# Floru

Member

110

124 Neutral

• Rank
Member
1. ## String fingerprint algorithms

Thanks for your post Sneftel. I understand that there is unlikely a general algorithm. That's ok because I'm just studying these algorithms not searching one for a specific purpose. Your examples (Soundex, Metaphone, ...) are very good and I will check them. And of course I appreciate the information you gave about these algorithms.
2. ## String fingerprint algorithms

Quote:Original post by kSquared That's not a particularly great definition. Strings that appear virtually identical can mean very different things. These two strings are identical except for a single character, but they have radically different meanings (at least in American English): "I helped Jack off a horse." "I helped jack off a horse." (In addition, they're identical if you ignore case!) That is true.

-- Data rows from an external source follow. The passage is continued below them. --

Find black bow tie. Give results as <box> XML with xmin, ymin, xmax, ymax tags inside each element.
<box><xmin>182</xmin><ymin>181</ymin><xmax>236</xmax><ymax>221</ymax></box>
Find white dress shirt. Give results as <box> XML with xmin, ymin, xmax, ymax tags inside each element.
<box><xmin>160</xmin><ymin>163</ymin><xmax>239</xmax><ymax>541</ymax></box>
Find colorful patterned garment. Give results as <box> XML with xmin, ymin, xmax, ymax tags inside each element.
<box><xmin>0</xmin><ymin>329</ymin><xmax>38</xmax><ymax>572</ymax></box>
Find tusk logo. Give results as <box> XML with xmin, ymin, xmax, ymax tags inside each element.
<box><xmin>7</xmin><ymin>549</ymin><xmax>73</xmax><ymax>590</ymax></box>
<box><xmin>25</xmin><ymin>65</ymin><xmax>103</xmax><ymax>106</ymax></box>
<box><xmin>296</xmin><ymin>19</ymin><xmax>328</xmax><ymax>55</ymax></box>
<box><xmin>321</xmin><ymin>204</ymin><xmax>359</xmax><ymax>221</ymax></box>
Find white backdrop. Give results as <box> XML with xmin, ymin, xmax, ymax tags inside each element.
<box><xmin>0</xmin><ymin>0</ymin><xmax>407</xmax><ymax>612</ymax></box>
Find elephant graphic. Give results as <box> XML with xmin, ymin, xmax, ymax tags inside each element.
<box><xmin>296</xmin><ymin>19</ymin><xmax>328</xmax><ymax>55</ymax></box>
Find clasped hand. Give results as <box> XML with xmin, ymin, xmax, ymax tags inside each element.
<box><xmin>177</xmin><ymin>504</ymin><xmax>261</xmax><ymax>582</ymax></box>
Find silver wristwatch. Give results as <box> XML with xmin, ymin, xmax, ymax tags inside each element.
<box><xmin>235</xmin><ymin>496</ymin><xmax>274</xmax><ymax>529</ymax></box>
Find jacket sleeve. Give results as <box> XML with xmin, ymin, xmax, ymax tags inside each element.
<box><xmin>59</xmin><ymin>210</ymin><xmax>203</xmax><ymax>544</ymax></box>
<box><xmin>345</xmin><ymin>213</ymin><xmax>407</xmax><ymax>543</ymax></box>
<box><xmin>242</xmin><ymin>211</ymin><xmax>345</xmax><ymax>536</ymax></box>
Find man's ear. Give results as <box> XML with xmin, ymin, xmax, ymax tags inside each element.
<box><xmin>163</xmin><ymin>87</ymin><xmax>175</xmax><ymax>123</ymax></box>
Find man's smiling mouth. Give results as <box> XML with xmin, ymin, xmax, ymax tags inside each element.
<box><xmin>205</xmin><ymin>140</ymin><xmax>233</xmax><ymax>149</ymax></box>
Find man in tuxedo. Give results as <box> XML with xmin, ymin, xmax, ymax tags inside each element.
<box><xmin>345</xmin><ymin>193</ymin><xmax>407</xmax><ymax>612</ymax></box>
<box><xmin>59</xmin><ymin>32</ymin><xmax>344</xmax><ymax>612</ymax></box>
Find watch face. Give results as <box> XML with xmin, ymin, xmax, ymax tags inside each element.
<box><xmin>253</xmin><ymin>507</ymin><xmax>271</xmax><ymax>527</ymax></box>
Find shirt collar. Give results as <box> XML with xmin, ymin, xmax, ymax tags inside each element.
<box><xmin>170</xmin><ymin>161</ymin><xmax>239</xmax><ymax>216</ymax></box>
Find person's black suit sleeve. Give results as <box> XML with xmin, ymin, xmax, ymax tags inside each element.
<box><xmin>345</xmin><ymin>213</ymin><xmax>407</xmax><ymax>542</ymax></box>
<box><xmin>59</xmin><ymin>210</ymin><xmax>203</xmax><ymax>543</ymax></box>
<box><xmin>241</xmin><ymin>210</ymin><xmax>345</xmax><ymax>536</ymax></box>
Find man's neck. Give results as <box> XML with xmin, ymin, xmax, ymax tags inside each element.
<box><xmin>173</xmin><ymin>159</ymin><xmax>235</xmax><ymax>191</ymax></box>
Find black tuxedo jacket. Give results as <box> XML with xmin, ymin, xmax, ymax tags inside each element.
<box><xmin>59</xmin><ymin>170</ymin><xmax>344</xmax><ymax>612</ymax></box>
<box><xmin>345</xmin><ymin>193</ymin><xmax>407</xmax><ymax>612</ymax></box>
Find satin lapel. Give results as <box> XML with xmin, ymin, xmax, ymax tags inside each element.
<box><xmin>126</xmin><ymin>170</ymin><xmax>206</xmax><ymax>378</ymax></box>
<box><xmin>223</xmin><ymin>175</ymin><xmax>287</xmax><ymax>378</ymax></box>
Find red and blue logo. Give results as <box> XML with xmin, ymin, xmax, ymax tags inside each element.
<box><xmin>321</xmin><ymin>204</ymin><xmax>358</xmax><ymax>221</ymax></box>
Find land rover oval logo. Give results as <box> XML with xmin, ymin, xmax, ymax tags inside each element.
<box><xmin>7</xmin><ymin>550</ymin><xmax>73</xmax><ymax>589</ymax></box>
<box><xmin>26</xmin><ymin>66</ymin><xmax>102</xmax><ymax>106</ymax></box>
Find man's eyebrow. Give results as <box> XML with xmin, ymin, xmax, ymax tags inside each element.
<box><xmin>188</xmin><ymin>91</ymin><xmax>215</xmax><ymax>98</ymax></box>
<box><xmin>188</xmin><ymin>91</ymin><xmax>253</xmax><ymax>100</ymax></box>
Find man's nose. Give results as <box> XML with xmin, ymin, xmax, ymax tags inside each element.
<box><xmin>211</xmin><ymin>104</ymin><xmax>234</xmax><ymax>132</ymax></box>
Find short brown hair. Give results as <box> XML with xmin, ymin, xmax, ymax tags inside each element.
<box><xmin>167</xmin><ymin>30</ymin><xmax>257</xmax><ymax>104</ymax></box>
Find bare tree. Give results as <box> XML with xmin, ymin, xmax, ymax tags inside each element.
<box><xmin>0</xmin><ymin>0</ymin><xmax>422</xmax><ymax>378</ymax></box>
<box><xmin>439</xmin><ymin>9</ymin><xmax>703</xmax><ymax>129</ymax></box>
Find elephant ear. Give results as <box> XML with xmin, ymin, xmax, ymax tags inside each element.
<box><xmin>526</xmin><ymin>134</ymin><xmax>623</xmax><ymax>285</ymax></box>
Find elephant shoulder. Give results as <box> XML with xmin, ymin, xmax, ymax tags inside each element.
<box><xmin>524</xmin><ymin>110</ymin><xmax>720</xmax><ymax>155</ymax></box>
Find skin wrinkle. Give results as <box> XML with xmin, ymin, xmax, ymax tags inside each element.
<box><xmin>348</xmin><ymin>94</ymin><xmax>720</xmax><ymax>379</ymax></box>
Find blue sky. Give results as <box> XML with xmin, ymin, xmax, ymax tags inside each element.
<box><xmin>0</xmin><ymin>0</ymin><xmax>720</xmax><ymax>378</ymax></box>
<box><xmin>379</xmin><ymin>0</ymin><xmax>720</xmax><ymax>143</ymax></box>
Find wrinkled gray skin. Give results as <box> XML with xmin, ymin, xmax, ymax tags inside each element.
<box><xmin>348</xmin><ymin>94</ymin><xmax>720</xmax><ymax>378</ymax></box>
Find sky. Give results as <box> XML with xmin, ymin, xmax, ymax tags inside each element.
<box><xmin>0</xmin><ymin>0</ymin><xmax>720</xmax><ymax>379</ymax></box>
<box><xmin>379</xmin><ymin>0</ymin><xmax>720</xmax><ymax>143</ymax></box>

My definition is very inaccurate and perhaps my post went a little bit offtopic. The main point was to find information about hashing functions that might create same hash for strings that share something same. If I ask about hashing functions I might get some examples like MD5 or SHA1. But for me Rabin's algorithm was something new and I was hoping to get some general information about it and perhaps also information about similar algorithms. How exactly the "same" is defined is not so important, in my opinion.
3. ## String fingerprint algorithms

Thanks for your answers Tom and Inmate. Question about when strings are considered almost the same is a very good one. It's perhaps difficult to explain exactly what I ment, but I mean strings that by human understanding are considered the same. I'm not interested about string containing other string as a substring but instead how much similarity the strings contain. From strings: 1. "hello world" 2. "helllo world" 3. "hello worldabcdefghijhklm" In my opinion 1 and 2 are almost the same. I have tried for example PHP's similar_text-function (http://www.php.net/manual/fi/function.similar-text.php) but of course it's not perfect. Sometimes you see that two strings (sentences) have the same information but still you get quite low similarity. But that's ok. Comparing strings using hashing can be quite good depending of the situation (instead of comparing long strings directly just compare the hash). But before reading about Rabin's algorithm I thought that hashing always tries to mimimize collisions. Like Inmate wrote it's quite difficult to produce a collision using MD5 or SHA1.
4. ## String fingerprint algorithms

Hi Tom. Thanks for a very helpful answer. I checked "Some applications of Rabin's fingerprinting method" and it seems ok but maybe a little too mathematical for me. However the Java implementation is very helpful, thanks! I wonder if they are any other fingerprint algorithms with properties that I described in my first post?
5. ## String fingerprint algorithms

Hi. I'm looking for string fingerprint algorithms with following requirements: - If fingerprint is different strings are different - If fingerprint is same then strings are same or almost same So I cannot use MD5 etc. because I consider almost same string as same. After searching from Google I found that Rabin's fingerprint algorithm should take care of this problem but I have not found any implementations for it although it's old algorithm (if I'm correct)...
6. ## Text analyze

Sorry if question like this has been posted before. Unfortunately the search is not working currently. I recently studied Markov chain algorithm. I created some "random" text using it. Now I'm interested about text analyzing. Are there some algorithms similar to Markov chain? And how could I analyze relevant words from text (text without noise words)? Any kind of pointers to text analysis would be greatly appreciated. Also some source code would be nice.